The Tanner Clinical Judgment Model provided a useful framework for studying clinical judgment in practicing nurses. With Lasater’s operationalization of attributes of the model’s four dimensions, the concept was deconstructed into concrete examples of nursing work. The survey developed from this framework prompted nurses to differentially rate the utility of the cognitive artifacts to aspects of clinical judgment and provided more depth of insight than questions about clinical judgment in general. The survey needs revision, however. The number of noncompleters raises questions about the survey’s length, and nurses commented that some of the names of the cognitive artifacts were unclear. This could be a mismatch between vendor names for the tools and those used in everyday practice, which may vary among nursing units. Matching terms to those in common use will increase the accuracy of results.

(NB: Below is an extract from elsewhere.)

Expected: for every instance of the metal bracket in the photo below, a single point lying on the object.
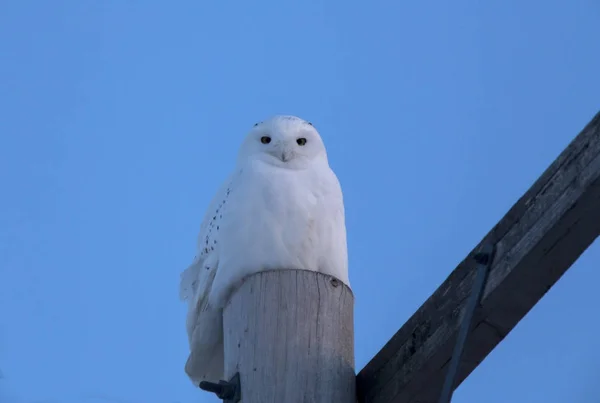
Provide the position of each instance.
(229, 392)
(484, 260)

Nurses are the largest group of health professionals using EHRs and, thus, can leverage the potential of EHRs to enhance quality care and patient outcomes. This will happen only if EHR tools support rather than interfere with nursing work. This study investigated nurses’ use of paper and EHR-generated cognitive artifacts and views of their utility in supporting clinical judgment and team communication. While nurses used most of the EHR tools daily, they found only the MAR to be as useful as improvised tools in supporting clinical judgment and communication. Other team members used the summary notes and care plans more frequently than nurses did, indicating that these tools hold more potential for team communication than nurses perceive. To optimize efficiency and information flow, there is a need to further explore nurses’ use of EHR tools and to enhance their design so that they better reflect nurse’s information needs and support clinical judgment, team communication, and improved patient outcomes.